Appellee’s counsel insist that there was no available error in refusing the seventeenth instruction, even though it correctly stated the law, because the twelfth instruction given by the court, at appellant’s request, as is claimed, covers the same ground covered by the refused instruction. But we have examined that instruction, and find that it does not embrace the peculiar element embraced in the seventeenth, which we have been discussing, nor was there any instruction given by the court that did embrace that matter. We therefore hold that the court erred in refusing to give .the instruction, for which the judgment must be reversed.

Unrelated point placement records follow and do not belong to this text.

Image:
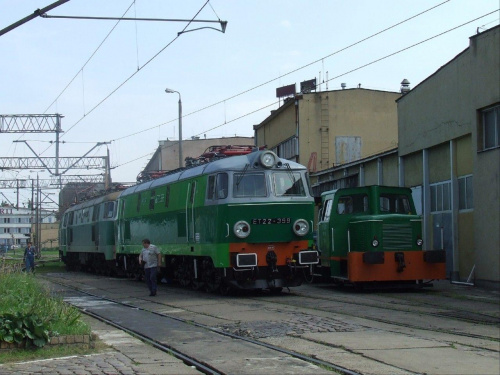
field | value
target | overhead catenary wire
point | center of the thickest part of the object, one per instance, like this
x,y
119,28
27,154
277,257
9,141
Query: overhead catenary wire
x,y
292,71
88,60
328,80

We are also asked to reverse the judgment because of the insufficiency of the evidence to establish appellant’s freedom from contributory negligence. *582We refrain from commenting on the evidence, lest it might have the effect to prejudice the plaintiff’s casé before another jury, as a new trial must be had. We content ourselves by calling attention of the trial court to the admonition' contained in Lake Erie, etc., R. R. Co. v. Stick, supra, which was designed as much for the instruction of trial judges generally in the State as it was the learned judge presiding in the trial of that particular case. Injustice is often done unintentionally by the trial judge shrinking from the responsibility cast upon him by the law of granting a new trial where the evidence fails to support the verdict. The injustice resulting from a failure to courageously meet and discharge that responsibility in many instances cannot be rectified by this court.

For the error in refusing the seventeenth instruction asked by the appellant, the trial court should have granted appellant’s motion for a new trial. For that error the judgment is reversed, and the cause remanded, with instructions to sustain the defendant’s motion for a new trial, and for further proceedings not inconsistent with this opinion.